Frutas ricas em fibras solúveis e insolúveis aumentam o volume das fezes e facilitam sua passagem pelo cólon. Muitas delas também concentram grande quantidade de água, o que contribui para deixar as fezes mais macias.
Algumas espécies ainda possuem enzimas e substâncias naturais que estimulam a movimentação do intestino. O resultado é um efeito laxante suave, sem os impactos comuns de medicamentos químicos.
De quebra, o corpo ainda recebe vitaminas e minerais importantes para o funcionamento geral do organismo.
5 frutas que ajudam a soltar o intestino
Mamão
Famoso quando o assunto é digestão, o mamão contém papaína, enzima que auxilia na quebra das proteínas e acelera o processo digestivo. Tanto a versão papaia quanto a formosa apresentam bons resultados para quem sofre com constipação.
Ameixa seca
Clássica na cultura popular, a ameixa seca é rica em fibras e em sorbitol — substância que puxa água para o intestino e ajuda a amolecer as fezes.

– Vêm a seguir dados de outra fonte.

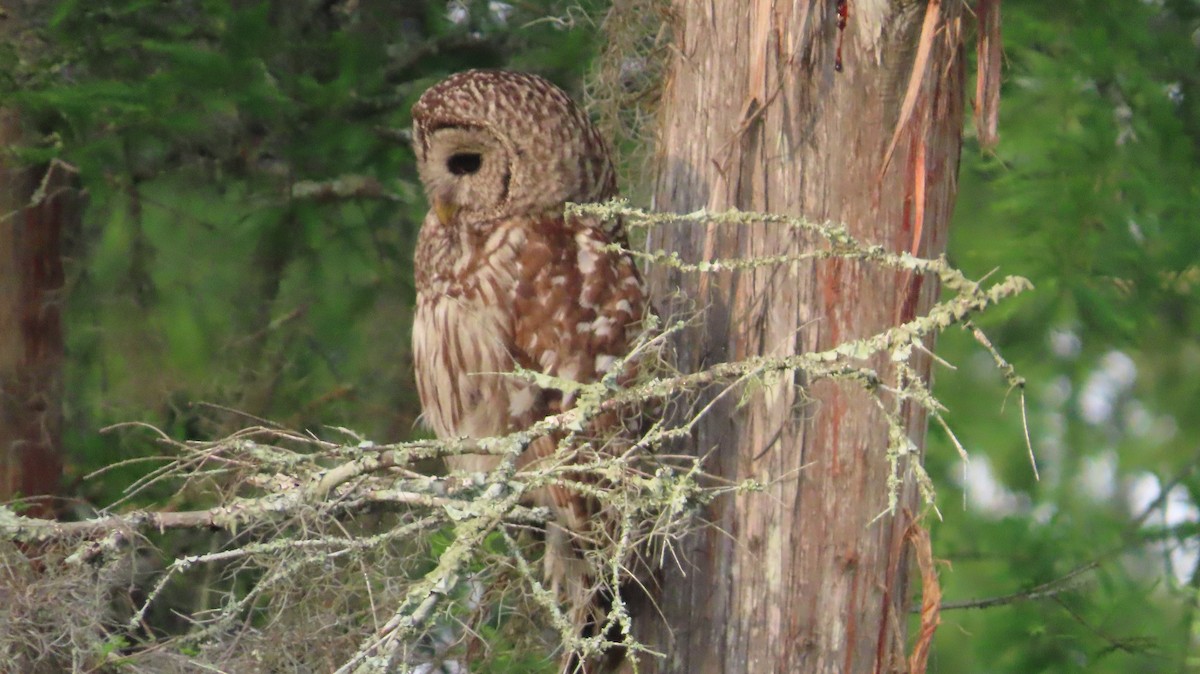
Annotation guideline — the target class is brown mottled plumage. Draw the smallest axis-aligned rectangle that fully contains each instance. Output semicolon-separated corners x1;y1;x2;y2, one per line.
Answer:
413;71;646;666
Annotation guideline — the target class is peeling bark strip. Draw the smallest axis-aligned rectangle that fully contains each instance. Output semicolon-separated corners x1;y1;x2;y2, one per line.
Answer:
640;0;964;674
0;110;69;516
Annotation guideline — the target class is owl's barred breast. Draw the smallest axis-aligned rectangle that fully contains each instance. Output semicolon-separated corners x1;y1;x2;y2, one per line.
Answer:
413;216;533;471
413;207;642;470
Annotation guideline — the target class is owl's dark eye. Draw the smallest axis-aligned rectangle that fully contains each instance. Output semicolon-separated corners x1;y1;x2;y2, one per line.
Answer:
446;152;484;175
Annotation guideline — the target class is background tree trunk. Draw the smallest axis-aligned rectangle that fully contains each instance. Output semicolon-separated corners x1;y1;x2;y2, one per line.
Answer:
641;0;964;674
0;109;69;517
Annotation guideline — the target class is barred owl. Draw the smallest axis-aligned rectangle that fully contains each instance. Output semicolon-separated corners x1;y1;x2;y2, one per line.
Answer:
413;71;646;666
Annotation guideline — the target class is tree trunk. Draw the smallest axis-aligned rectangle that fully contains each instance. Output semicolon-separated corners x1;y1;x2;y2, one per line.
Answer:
640;0;964;674
0;109;69;517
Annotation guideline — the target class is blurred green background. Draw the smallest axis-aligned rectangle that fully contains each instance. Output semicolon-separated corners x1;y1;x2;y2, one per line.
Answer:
0;0;1200;674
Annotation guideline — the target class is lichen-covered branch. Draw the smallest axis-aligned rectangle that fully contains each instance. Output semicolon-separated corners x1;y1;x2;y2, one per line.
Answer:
0;201;1031;673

Pode ser consumida in natura ou em forma de suco.

Kiwi
O kiwi ganhou destaque entre especialistas por atuar em diferentes frentes do funcionamento intestinal.

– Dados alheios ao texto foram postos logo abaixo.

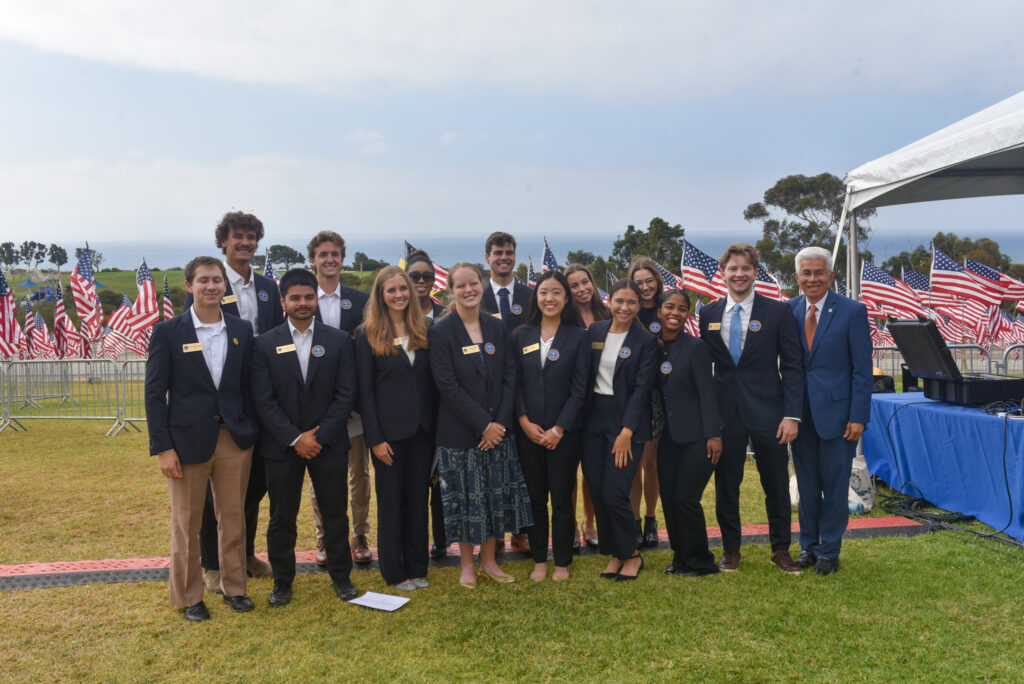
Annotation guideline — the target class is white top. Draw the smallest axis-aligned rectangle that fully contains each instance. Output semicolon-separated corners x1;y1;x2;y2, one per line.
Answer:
722;288;757;351
594;331;629;396
316;283;341;328
224;261;259;335
188;305;227;389
288;318;316;381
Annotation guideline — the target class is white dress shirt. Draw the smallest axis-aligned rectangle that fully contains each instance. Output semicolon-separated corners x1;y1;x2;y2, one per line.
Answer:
188;306;227;389
224;261;259;335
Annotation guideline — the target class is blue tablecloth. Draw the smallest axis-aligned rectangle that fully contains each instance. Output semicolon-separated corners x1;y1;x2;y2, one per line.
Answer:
863;393;1024;541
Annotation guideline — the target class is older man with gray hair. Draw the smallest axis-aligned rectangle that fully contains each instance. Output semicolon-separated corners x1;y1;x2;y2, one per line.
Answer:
790;247;871;575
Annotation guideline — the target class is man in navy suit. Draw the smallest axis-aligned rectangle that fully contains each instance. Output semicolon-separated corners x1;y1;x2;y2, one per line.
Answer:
306;230;373;567
700;243;804;574
145;257;258;622
790;247;872;574
184;211;285;593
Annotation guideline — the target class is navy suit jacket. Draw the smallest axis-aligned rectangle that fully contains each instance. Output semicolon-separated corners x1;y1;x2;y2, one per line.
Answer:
252;323;357;460
657;333;722;444
587;319;658;442
427;312;515;448
145;309;259;464
790;290;873;439
700;295;804;432
183;269;285;335
509;324;590;430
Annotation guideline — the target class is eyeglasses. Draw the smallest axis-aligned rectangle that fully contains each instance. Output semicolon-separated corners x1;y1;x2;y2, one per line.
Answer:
409;270;434;283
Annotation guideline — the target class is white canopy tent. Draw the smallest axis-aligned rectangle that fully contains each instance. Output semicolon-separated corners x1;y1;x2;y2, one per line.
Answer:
833;92;1024;297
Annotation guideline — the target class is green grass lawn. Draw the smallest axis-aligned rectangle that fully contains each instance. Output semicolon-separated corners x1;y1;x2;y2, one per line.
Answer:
0;422;1024;682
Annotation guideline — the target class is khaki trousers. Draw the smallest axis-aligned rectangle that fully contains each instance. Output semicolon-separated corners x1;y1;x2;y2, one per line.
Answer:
167;425;253;606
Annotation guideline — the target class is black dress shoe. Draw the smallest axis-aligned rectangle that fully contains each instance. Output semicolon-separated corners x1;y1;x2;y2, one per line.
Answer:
266;582;292;608
797;549;818;567
185;601;210;623
224;594;256;612
814;558;839;575
334;582;359;601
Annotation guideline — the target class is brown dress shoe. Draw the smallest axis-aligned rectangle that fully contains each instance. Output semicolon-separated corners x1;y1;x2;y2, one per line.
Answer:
718;551;739;572
771;549;804;574
352;535;374;563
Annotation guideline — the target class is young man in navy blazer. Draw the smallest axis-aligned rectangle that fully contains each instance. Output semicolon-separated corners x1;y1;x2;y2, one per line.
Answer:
252;268;357;607
700;243;804;574
306;230;373;566
790;247;872;574
184;211;285;593
145;257;258;622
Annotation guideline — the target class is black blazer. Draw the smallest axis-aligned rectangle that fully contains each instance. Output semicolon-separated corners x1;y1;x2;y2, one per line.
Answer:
587;319;658;442
183;268;285;335
145;309;259;464
427;312;515;448
657;333;722;444
480;279;530;330
509;324;590;430
700;295;804;432
355;329;437;446
314;284;370;335
252;323;357;460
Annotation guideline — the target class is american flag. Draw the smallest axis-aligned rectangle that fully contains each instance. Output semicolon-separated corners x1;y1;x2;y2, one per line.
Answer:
71;246;103;340
0;268;19;358
164;275;174;320
860;260;928;316
53;282;82;358
681;241;728;299
932;245;1002;304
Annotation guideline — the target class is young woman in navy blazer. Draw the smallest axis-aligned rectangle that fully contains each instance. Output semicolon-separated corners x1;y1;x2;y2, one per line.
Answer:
583;279;657;581
510;270;590;582
427;263;534;589
657;290;722;576
355;266;436;591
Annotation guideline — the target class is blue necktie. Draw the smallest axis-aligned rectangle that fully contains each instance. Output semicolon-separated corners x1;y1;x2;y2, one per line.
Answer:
729;304;743;366
498;288;512;328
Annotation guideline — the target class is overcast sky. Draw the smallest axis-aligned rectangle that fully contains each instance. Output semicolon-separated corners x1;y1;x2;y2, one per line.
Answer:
0;0;1024;260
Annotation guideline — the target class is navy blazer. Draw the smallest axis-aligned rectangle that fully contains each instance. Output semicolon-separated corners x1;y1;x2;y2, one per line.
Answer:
252;323;357;460
509;323;590;430
427;312;515;448
145;309;259;464
355;328;437;446
790;290;873;439
657;333;722;444
183;268;285;335
314;284;370;335
480;277;530;330
587;319;658;442
700;294;804;432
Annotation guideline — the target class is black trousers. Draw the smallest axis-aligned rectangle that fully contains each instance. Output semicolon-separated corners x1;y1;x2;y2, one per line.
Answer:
199;444;266;570
715;426;792;553
372;428;434;585
657;430;715;570
515;426;580;567
583;394;643;560
264;455;352;585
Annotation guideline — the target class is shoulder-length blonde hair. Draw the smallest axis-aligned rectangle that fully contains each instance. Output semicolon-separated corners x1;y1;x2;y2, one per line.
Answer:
361;266;427;356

Segundo a nutricionista Leticia Gasparetto, a fruta trabalha de maneira completa. “A fruta aumenta o volume das fezes, ajuda a deixá-las mais macias e ainda estimula o movimento natural do intestino”, explica.
Outro ponto importante, de acordo com a especialista, é o conforto digestivo. “É uma ótima opção até para quem tem intestino saudável”, afirma, destacando que o kiwi costuma provocar menos gases e estufamento do que a ameixa.

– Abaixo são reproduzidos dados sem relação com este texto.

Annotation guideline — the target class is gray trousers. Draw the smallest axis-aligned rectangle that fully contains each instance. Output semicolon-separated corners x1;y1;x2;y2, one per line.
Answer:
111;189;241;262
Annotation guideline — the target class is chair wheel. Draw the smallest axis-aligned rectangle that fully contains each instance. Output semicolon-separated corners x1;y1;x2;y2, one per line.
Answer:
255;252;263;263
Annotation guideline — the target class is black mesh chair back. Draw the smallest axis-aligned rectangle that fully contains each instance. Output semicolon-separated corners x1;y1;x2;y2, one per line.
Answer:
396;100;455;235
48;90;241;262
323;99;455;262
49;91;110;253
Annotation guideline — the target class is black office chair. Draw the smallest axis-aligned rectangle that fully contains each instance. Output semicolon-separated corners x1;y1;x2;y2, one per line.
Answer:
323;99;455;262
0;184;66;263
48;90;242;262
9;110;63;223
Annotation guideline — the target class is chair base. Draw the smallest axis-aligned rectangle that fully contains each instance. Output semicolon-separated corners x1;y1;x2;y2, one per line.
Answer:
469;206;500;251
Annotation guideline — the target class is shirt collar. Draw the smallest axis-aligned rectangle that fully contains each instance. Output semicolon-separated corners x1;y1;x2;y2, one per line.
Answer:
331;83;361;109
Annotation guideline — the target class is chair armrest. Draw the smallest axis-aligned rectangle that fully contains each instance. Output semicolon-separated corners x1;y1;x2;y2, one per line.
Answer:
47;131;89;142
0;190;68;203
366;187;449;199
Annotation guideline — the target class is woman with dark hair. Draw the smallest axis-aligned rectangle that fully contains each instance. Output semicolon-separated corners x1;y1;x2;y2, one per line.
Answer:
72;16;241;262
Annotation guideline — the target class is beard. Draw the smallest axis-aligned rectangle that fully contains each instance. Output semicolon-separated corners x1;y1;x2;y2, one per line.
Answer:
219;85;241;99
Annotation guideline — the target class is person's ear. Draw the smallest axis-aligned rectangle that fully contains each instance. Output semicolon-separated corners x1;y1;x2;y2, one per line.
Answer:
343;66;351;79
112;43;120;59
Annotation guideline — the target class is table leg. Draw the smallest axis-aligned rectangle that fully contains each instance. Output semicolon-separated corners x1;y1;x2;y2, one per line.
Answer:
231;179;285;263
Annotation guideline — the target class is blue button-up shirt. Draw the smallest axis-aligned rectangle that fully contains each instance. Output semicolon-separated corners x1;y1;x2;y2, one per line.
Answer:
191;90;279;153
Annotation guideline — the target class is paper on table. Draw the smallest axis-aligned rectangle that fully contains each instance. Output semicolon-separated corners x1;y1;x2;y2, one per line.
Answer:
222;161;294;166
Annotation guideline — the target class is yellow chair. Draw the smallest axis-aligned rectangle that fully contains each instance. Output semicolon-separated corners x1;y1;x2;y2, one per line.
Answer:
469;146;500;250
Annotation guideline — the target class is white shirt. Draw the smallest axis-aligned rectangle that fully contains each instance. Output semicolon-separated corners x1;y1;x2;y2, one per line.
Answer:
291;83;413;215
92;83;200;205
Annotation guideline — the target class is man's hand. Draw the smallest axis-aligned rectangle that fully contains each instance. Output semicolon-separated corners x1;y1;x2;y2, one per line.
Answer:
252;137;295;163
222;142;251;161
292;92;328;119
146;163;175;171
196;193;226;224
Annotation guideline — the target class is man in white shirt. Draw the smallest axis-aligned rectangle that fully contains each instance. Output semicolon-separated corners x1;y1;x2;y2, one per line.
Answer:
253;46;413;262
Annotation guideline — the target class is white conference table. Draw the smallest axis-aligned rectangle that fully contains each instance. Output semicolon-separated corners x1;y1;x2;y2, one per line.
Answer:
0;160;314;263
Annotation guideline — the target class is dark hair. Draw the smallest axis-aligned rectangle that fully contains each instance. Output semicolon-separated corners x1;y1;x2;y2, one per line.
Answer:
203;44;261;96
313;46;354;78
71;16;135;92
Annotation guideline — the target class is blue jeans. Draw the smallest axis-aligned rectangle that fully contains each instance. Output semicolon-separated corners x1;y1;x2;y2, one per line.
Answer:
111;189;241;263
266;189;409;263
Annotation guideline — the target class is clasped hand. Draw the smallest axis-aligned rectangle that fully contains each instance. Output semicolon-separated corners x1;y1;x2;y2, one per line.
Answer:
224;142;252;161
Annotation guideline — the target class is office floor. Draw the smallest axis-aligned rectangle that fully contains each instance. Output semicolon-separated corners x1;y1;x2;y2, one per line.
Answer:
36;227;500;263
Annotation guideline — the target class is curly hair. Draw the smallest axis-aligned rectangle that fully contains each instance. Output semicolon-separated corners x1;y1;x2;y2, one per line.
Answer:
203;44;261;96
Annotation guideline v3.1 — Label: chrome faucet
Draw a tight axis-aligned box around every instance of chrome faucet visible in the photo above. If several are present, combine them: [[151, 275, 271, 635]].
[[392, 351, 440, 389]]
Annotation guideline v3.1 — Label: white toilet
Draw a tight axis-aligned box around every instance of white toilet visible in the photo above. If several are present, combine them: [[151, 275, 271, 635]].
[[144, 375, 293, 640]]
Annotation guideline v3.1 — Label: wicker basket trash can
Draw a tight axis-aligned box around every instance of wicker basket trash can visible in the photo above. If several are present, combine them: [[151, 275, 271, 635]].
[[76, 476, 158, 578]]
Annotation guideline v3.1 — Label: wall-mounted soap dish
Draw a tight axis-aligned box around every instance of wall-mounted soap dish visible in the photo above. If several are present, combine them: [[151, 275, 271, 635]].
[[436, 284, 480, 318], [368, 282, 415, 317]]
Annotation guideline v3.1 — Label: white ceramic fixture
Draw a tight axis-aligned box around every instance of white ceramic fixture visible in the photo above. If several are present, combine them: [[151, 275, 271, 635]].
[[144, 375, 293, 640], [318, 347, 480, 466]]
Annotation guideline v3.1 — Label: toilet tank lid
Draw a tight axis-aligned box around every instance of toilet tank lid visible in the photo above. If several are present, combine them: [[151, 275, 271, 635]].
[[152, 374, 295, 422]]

“Por isso, o kiwi é considerado uma das frutas mais eficientes e seguras para ajudar no funcionamento do intestino de forma natural”, finaliza.

Laranja com bagaço
Beber apenas o suco coado pode não ser suficiente. Para obter o efeito esperado, o ideal é consumir a polpa e o bagaço, onde estão concentradas as fibras, especialmente a pectina. Elas estimulam o cólon e contribuem para a eliminação adequada dos resíduos.

Abacate
Rico em fibras e gorduras boas, o abacate auxilia na lubrificação do intestino e facilita o trânsito das fezes. Uma unidade pequena pode oferecer quase metade da recomendação diária de fibras, além de ser versátil nas refeições.

Como potencializar os efeitos
Hidrate-se
Fibras precisam de água para cumprir sua função. Sem hidratação adequada, o efeito pode ser o contrário do esperado. A recomendação é ingerir cerca de dois litros de água por dia.
Crie uma rotina
O organismo responde bem à regularidade. Manter horários fixos para as refeições e tentar ir ao banheiro sempre nos mesmos períodos ajuda a educar o intestino. Consumir frutas pela manhã pode ser um estímulo extra para “acordar” o sistema digestivo.
Tratar o intestino preso com frutas é uma alternativa natural, acessível e nutritiva. Mamão, ameixa, kiwi, laranja com bagaço e abacate podem — e devem — entrar no cardápio semanal.
Vale lembrar que alimentação, prática de exercícios e ingestão adequada de água caminham juntas quando o assunto é saúde gastrointestinal. Se os sintomas persistirem por muito tempo, a orientação médica é indispensável para investigar possíveis causas mais graves.